From a trading perspective, CFD’s and futures are very similar products both of which are offered on a wide array of markets. The biggest, and very important difference, is the structure of the market which results in a number of advantages for futures traders. Additionally, concerns resulting from the structure of CFD markets is one of the primary reasons CFD trading is unavailable in the United States.
When trading CFD’s, you are trading against a single participant, your broker. They are the ones solely determining at what price an asset should be bought or sold which means you may not be getting the best price.
When trading futures, you are trading on a centralized exchange where there are often thousands of participants trying to buy and sell at the most aggressive pricing possible. This is a huge benefit to the trader as this competition literally ensures you are buying or selling at the best possible price.
Another benefit to trading futures is market transparency.
In the world of CFD’s, there is no reasonable way to gauge supply and demand. A trader does not have visibility into the inventory a broker may have (i.e., how many contracts are they willing to buy or sell at any given price?).
When trading futures, it is literally an open book. Traders have the ability to see the depth of the market and the size available at virtually every price level. This market transparency provides the futures trader with very important information. Is the market overall sized to sell? Is there a lot more depth on the buy side? This is critical information in order to make informed trading decisions.
Additionally, futures traders have visibility into what has already happened in the form of volume. This allows market participants to study previous market action from a price and volume perspective. For example, when the market was last approaching level X, what did the volume trend look like compared to how the current market book is displayed?
When trading CFD’s against a broker, a broker knows everything about the trade you are placing as you place it. They know your account, your balance, whether you are opening or closing a position and where your stops are set. Additionally, they have this information not just your account, but for every account at the firm. This information gives them a tremendous edge if we consider our first point: they are the ones deciding the price.
With futures, your broker is there to facilitate the trade and pass your order onto the regulated exchange. Once they pass your trade onto the exchange, no other participant has any information other than price and the number of contracts you wish to buy or sell. This anonymity goes a long way in keeping an orderly and fair playing field in the world of futures.
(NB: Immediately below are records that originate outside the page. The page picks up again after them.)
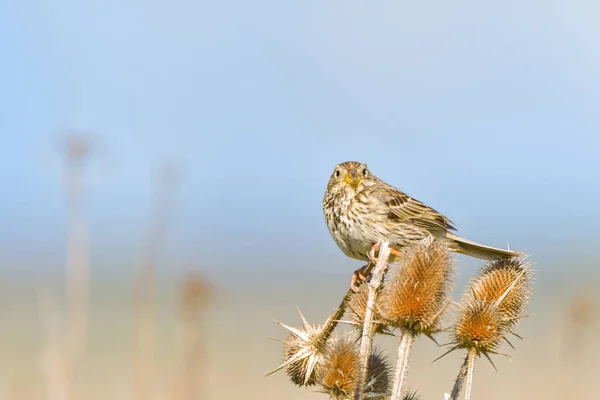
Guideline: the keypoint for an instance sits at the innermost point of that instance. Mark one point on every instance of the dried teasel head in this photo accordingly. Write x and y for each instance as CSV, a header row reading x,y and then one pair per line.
x,y
506,282
340,370
480,326
303,352
357,307
492,306
416,294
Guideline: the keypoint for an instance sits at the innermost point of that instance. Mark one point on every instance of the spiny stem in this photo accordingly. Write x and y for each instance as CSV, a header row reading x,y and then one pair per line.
x,y
407,339
470,368
466,371
366,341
460,380
335,318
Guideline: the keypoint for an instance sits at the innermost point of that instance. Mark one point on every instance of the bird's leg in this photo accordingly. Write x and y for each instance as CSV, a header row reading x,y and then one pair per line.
x,y
375,249
359,277
372,252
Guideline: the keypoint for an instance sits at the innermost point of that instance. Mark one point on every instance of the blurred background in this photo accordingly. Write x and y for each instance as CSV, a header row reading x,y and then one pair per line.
x,y
162,166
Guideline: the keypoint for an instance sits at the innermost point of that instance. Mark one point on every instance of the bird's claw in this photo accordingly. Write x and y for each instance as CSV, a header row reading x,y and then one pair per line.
x,y
372,253
358,278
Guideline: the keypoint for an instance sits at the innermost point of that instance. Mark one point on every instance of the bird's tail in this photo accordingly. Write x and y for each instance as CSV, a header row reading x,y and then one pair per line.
x,y
464,246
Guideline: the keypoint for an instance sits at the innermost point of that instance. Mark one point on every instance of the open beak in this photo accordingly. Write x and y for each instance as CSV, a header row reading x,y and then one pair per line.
x,y
352,178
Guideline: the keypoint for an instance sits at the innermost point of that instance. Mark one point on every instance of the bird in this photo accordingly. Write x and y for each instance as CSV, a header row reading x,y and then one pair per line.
x,y
361,210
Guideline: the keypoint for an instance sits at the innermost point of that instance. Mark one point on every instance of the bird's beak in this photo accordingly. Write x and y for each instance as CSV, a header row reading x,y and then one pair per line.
x,y
352,178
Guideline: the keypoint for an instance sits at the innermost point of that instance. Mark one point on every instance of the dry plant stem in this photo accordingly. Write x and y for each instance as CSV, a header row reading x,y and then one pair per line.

No matter what market you trade, the firm you are trusting with your money should be regulated.
Depending on where you live, or your jurisdiction, CFD’s may or may not be highly regulated. In the United States, CFD’s are banned from being offered. In the UK, Europe and Australia, regulation exists however it varies from place to place & may not be consistent. In some areas, brokers are either very lightly regulated or not regulated at all. Always do your research.
Both futures brokerages and futures exchanges such as Eurex and CME Group have some of the highest and most consistent regulatory standards globally. This oversight is meant to provide the most secure and fair environment possible for market participants. Not only does this regulation act to protect the trading venues, but every aspect of your account, including how your funds are held.